In this case, except for certain syscalls that ALWAYS fail with EINTR even for non-interrupting signals, the kernel will reset the program counter to point at the syscall instruction during signal handling, so that the syscall is restarted when the signal handler returns. So, from the signal handler's standpoint, this looks the same as case 2, and thus it's taken care of.
In this case, the kernel cannot restart the syscall; when it's interrupted by a signal, the kernel must cause the syscall to return with whatever partial result it obtained (e.g. partial read or write). In this case, the saved program counter points just after the syscall instruction, so the signal handler won't act on cancellation.
This one is equal to 4. since the program counter is past the syscall instruction already.

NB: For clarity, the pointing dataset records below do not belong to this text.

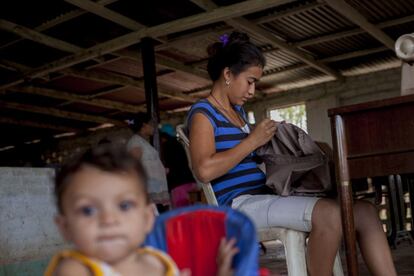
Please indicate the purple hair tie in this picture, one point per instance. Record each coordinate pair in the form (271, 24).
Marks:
(224, 39)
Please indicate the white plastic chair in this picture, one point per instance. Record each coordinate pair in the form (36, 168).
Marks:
(293, 241)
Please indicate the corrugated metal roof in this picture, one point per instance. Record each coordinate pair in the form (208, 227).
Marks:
(317, 44)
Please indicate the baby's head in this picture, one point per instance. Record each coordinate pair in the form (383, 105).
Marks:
(103, 203)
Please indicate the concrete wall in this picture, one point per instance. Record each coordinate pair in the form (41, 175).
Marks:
(321, 97)
(28, 236)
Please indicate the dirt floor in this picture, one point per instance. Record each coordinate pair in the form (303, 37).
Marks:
(403, 256)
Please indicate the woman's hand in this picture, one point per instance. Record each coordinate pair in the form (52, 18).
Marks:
(263, 132)
(227, 250)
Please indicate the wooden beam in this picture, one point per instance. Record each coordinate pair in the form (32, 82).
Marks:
(244, 24)
(270, 73)
(60, 113)
(215, 31)
(178, 25)
(38, 37)
(134, 25)
(34, 124)
(354, 16)
(58, 20)
(355, 54)
(106, 13)
(334, 36)
(127, 81)
(57, 94)
(166, 62)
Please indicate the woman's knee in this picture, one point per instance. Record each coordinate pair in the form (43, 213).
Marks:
(326, 216)
(365, 214)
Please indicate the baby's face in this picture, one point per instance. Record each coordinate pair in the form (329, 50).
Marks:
(105, 214)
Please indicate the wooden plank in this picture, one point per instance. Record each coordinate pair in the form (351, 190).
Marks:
(57, 94)
(244, 24)
(127, 81)
(38, 37)
(60, 113)
(58, 20)
(354, 16)
(29, 123)
(182, 24)
(107, 14)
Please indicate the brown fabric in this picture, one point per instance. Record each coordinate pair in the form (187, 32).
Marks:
(294, 163)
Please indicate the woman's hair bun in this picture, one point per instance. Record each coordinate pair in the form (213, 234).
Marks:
(237, 37)
(214, 48)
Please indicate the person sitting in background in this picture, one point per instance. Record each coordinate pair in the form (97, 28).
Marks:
(179, 176)
(139, 147)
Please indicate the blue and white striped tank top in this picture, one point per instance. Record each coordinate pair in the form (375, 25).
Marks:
(245, 177)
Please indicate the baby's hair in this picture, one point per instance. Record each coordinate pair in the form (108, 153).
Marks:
(106, 157)
(236, 52)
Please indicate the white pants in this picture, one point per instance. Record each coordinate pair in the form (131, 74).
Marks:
(293, 212)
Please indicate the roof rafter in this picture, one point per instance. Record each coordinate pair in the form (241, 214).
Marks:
(182, 24)
(30, 123)
(127, 81)
(101, 11)
(244, 24)
(57, 94)
(59, 20)
(354, 16)
(60, 113)
(134, 26)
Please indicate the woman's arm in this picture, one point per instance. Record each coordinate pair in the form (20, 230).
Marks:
(207, 163)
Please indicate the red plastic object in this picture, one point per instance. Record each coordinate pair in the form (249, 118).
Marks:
(193, 240)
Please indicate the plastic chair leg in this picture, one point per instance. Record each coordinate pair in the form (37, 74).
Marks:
(338, 271)
(294, 243)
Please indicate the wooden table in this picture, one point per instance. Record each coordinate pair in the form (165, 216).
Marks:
(370, 139)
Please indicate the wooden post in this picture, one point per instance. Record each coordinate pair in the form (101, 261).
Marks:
(345, 194)
(150, 81)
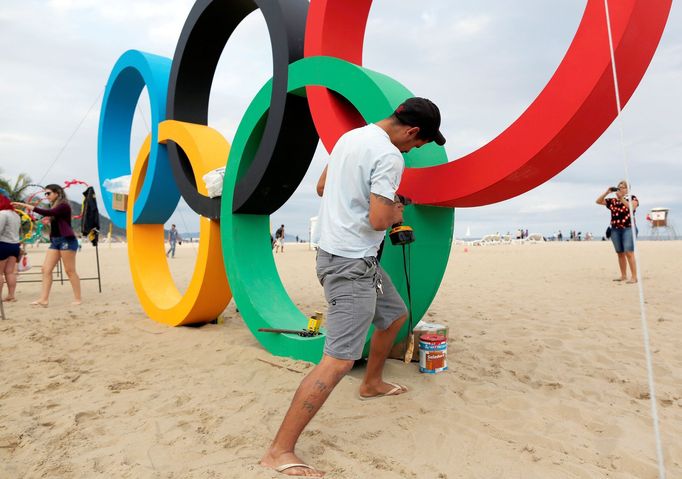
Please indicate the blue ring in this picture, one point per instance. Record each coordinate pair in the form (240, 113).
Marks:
(134, 71)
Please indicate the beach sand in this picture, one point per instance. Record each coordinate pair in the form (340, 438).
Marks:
(547, 377)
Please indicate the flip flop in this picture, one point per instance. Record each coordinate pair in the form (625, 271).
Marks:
(392, 392)
(284, 467)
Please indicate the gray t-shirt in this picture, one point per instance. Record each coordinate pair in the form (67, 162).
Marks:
(10, 225)
(363, 161)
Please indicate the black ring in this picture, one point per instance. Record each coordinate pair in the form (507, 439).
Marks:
(289, 139)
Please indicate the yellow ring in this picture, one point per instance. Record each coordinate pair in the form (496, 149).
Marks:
(208, 292)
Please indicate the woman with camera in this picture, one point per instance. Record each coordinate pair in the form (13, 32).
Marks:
(621, 227)
(63, 243)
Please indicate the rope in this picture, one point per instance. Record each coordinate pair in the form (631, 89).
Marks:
(642, 307)
(71, 136)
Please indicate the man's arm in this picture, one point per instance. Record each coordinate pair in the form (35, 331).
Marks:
(321, 182)
(383, 213)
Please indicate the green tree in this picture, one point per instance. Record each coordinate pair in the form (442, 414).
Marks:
(16, 191)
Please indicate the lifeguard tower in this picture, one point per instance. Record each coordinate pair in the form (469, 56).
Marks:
(659, 221)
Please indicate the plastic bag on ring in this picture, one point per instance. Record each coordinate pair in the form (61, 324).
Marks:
(120, 185)
(214, 182)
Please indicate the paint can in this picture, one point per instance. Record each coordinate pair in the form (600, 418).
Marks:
(433, 353)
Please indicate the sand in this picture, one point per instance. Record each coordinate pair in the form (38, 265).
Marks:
(547, 378)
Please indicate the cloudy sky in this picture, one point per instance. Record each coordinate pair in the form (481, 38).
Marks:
(482, 62)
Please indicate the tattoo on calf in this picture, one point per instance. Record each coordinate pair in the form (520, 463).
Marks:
(320, 386)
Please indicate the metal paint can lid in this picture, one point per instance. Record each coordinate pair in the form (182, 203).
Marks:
(432, 338)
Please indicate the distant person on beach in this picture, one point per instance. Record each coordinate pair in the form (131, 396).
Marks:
(359, 204)
(279, 239)
(10, 226)
(172, 241)
(63, 243)
(621, 228)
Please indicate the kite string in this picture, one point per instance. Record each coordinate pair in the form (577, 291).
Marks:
(642, 307)
(71, 136)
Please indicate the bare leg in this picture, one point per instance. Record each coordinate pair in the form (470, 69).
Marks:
(622, 264)
(309, 398)
(69, 260)
(10, 270)
(51, 260)
(630, 256)
(381, 344)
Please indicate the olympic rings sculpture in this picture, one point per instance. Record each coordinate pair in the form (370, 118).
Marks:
(318, 91)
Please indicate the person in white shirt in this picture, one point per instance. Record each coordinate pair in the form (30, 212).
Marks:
(358, 206)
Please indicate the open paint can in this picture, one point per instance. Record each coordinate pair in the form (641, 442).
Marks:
(433, 353)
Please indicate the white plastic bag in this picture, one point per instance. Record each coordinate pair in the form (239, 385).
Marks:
(214, 182)
(119, 185)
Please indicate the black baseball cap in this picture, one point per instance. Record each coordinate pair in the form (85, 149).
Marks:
(423, 113)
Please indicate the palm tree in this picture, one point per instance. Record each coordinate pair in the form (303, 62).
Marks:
(15, 191)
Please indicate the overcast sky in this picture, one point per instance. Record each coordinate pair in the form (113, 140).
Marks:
(482, 62)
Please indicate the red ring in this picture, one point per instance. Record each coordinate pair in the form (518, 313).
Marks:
(576, 106)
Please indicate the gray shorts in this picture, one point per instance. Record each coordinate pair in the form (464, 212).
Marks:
(354, 302)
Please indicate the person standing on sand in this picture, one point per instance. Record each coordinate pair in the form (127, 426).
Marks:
(279, 239)
(358, 205)
(621, 228)
(172, 241)
(10, 225)
(63, 243)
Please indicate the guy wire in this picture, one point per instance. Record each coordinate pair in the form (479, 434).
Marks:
(61, 151)
(633, 227)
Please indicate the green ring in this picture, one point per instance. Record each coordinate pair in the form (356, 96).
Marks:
(256, 286)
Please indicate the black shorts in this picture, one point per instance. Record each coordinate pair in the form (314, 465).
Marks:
(8, 250)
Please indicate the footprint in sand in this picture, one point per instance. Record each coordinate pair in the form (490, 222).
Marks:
(84, 416)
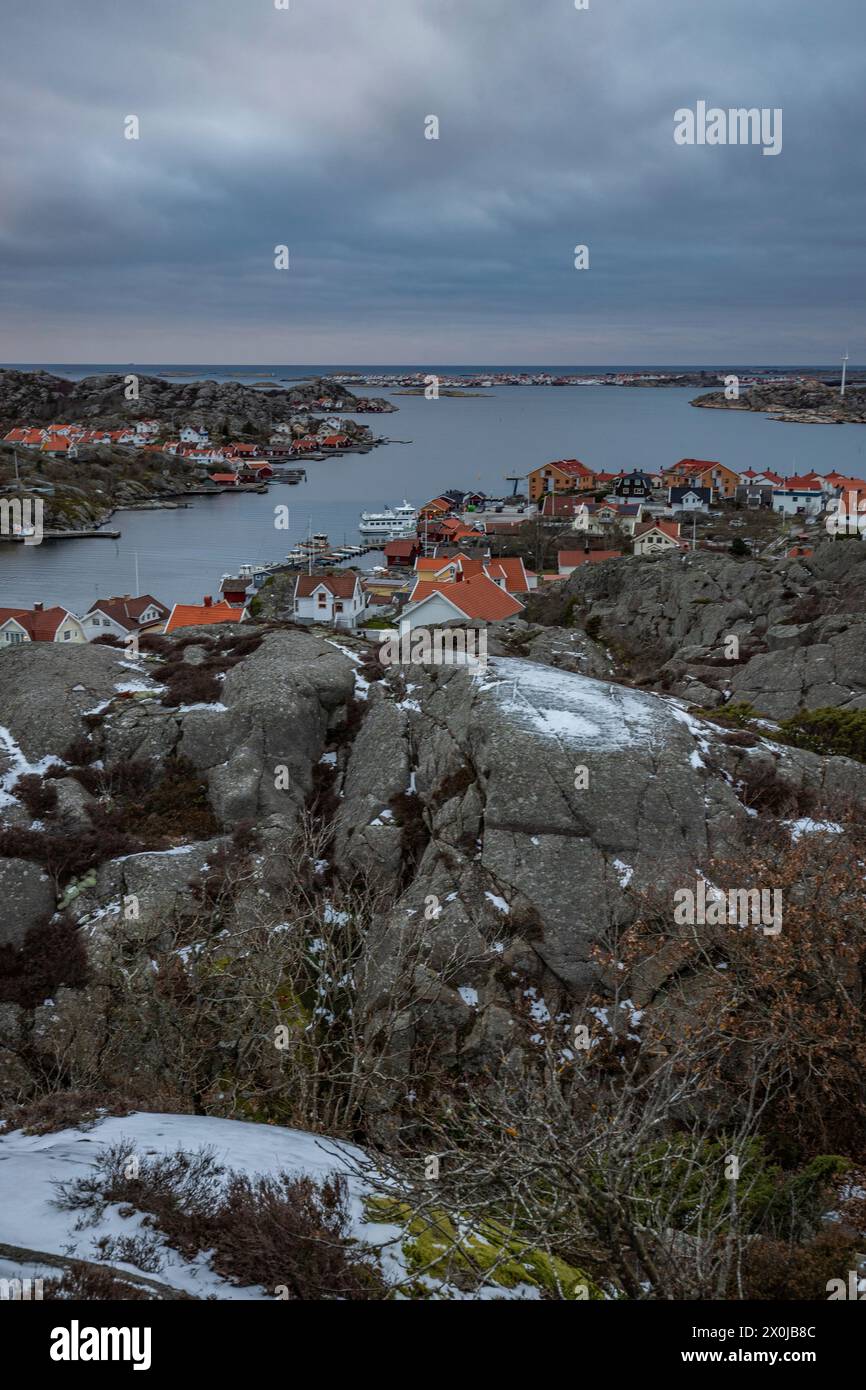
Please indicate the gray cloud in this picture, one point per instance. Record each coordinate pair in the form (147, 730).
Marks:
(263, 127)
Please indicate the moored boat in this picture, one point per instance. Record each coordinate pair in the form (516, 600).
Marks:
(391, 524)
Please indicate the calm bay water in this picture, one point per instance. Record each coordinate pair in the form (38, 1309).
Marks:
(471, 442)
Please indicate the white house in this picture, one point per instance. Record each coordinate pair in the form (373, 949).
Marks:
(597, 517)
(690, 498)
(39, 624)
(802, 496)
(337, 599)
(121, 616)
(476, 599)
(658, 538)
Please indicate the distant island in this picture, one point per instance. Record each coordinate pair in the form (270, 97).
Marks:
(805, 401)
(220, 406)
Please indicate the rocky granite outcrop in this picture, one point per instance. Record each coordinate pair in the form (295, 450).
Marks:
(667, 623)
(799, 402)
(506, 815)
(38, 396)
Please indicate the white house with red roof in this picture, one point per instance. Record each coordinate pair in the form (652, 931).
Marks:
(806, 495)
(658, 538)
(39, 624)
(203, 615)
(597, 517)
(335, 599)
(121, 616)
(474, 599)
(570, 560)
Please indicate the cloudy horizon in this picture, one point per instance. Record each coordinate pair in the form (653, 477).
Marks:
(306, 128)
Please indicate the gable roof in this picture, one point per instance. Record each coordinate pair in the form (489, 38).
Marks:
(698, 464)
(510, 569)
(127, 610)
(570, 559)
(572, 466)
(406, 548)
(341, 585)
(808, 483)
(670, 528)
(476, 598)
(555, 505)
(202, 615)
(39, 623)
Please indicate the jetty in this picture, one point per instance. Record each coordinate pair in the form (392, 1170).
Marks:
(66, 535)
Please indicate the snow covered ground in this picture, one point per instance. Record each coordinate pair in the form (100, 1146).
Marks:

Another case that needs handling is syscalls that fail with EINTR even when the signal handler is non-interrupting. In this case, the syscall wrapper code can just check the cancellation flag when the errno result is EINTR, and act on cancellation if it's set.

Note: check if an exception needs to be made for close(), where EINTR should be treated as EINPROGRESS and thus not permit cancellation to take place.

GLIBC adjustment to proposed solution

The proposed solution required an overhaul of both current GLIBC cancelable syscall code and pthread cancellation mechanism:

Remove the enable_asynccancel/disable_asynccancel function usage in syscall definition and instead make them call a common symbol that will check if cancellation is enabled, call the arch-specific cancellable entry-point and cancel the thread when required.
Provide a arch-specific symbol that contains global markers. These markers will be used in SIGCANCEL handler to check if the interruption has been called in a valid syscall and if the syscalls has been completed or not.
Rewrite SIGCANCEL asynchronous handler to check for both cancelling type and if current IP from signal handler falls between the global markes and act accordingly.
Adjust nptl/pthread_cancel.c to send an signal instead of acting directly. This avoid synchronization issues about updating the cancellation status and also focus the logic on signal handler and cancellation syscall code.
Adjust pthread code to replace CANCEL_ASYNC/CANCEL_RESET calls to appropriated cancelable futex syscalls.
Adjust libc code to replace LIBC_CANCEL_ASYNC/LIBC_CANCEL_RESET to appropriated cancelable syscalls.
Rewrite sysdeps/unix/sysv/linux/not-cancel.h to calls inline syscalls for non-cancelable versions.
Adjust 'lowlevellock.h' arch-specific implementations to provide cancelable futex calls (used in libpthread code).